As of December, Olivia Moore of Andreessen Horowitz tracked nearly 60 separate companies offering agent platforms across a wide spectrum of use cases.
Source: Olivia Moore X.com
Next year, we will see an explosion of these companies. If 2023 was the year of the AI Chatbot, then 2024 will be the year of the AI Agent, and these tools will become more complex, capable, and contentious. Once agents start interacting with data systems at scale, we will need robust mechanisms to check these outputs. One key risk that prevents significant adoption is the risk that a deployed AI agent can cause either reputational damage through inappropriate responses like Tay (Tay (Chatbot)) or actual monetary damage, perhaps by refunding a customer for a hallucinated order they never made.
If an AI agent really can sell a car, then the incentives to break the agent become that much more rewarding. 2024 will see significant effort dedicated to improving these guardrails and managing hallucinations from language models.
We believe the governance of AI outputs will be a continuing (and growing) need and have built BrandGuard with this in mind. In the Marketing space, having an automated system like BrandGuard that understands your brand style and guidelines and can check for violations across it all in a matter of seconds mitigates the risk of working with AI, makes the whole process faster and creates a more consistent brand experience for your customers.
The Impact
These reputational risks are not just limited to companies. The rapid improvements in AI technology in 2023 caught society off guard. Deepfakes became a part of our lexicon, with warnings about AI voice cloning (Evans, Carter, and Analisa Novak) proliferating across both traditional and social media. The improvements in image generation models meant that almost anyone could generate consistently realistic images like that of Pope Francis wearing a white jacket (Dolan, Leah).
Source: CNN
In 2024, this technology will improve quality and expand to things like video. While current video generation models create short, poor-quality videos, significant research is in progress to create high-quality synthetic videos. The next viral video you see on TikTok may already be AI-generated.
Governments have also been paying attention. The EU passed its AI Act in early December and the US government issued an executive order directing the creation of regulations around AI at the end of October. While this is a first pass, expect new regulations to come out from other regulatory bodies at both an industry and geographical level.
A key theme that will play out through 2024 and beyond will be AI models and their relationship with copyright laws. Because there is some copyrighted data in most languages and image model training data, rights holders are actively litigating the image training data for these image generation models (Getty Images v. Stability AI) as well as the text data that goes into language models.
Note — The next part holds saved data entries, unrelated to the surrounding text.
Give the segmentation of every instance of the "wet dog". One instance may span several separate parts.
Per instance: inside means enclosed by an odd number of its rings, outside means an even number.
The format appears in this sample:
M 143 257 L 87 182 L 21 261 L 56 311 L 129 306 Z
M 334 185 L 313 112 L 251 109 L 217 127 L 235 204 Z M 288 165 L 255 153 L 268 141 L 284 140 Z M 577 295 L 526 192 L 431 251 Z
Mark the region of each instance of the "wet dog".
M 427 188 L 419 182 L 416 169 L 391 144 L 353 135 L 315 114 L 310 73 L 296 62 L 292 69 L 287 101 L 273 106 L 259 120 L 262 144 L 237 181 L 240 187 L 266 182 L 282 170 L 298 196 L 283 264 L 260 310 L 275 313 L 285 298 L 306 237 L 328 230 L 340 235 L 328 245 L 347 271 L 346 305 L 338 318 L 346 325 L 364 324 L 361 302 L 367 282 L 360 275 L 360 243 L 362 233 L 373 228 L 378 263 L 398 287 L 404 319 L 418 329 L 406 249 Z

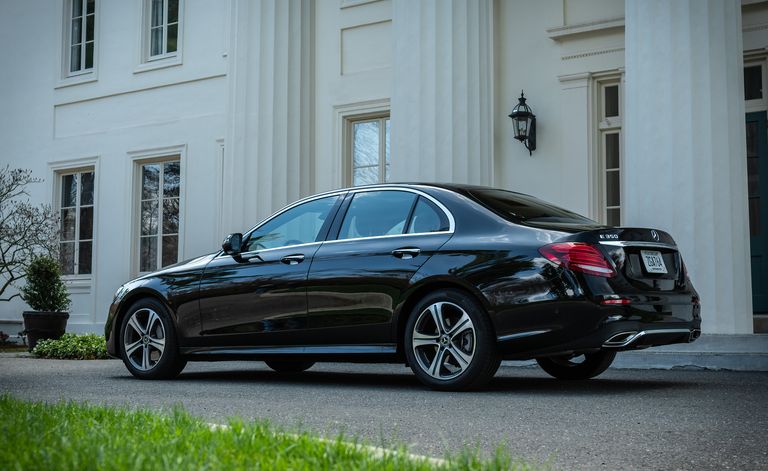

Multiple authors (Italie, Hillel) and the New York Times (Michael) are currently suing OpenAI for copyright infringement. The legal framework governing these situations is still evolving, with debates focusing on authorship, originality, and the extent of transformation required to mitigate copyright infringement risks.
As we move through 2024, the AI landscape is characterized by rapid innovation, increasingly advanced AI Agent product integrations, and growing societal and ethical considerations. While we can’t quite predict the future, we are excited to see what we will be writing about in January 2025.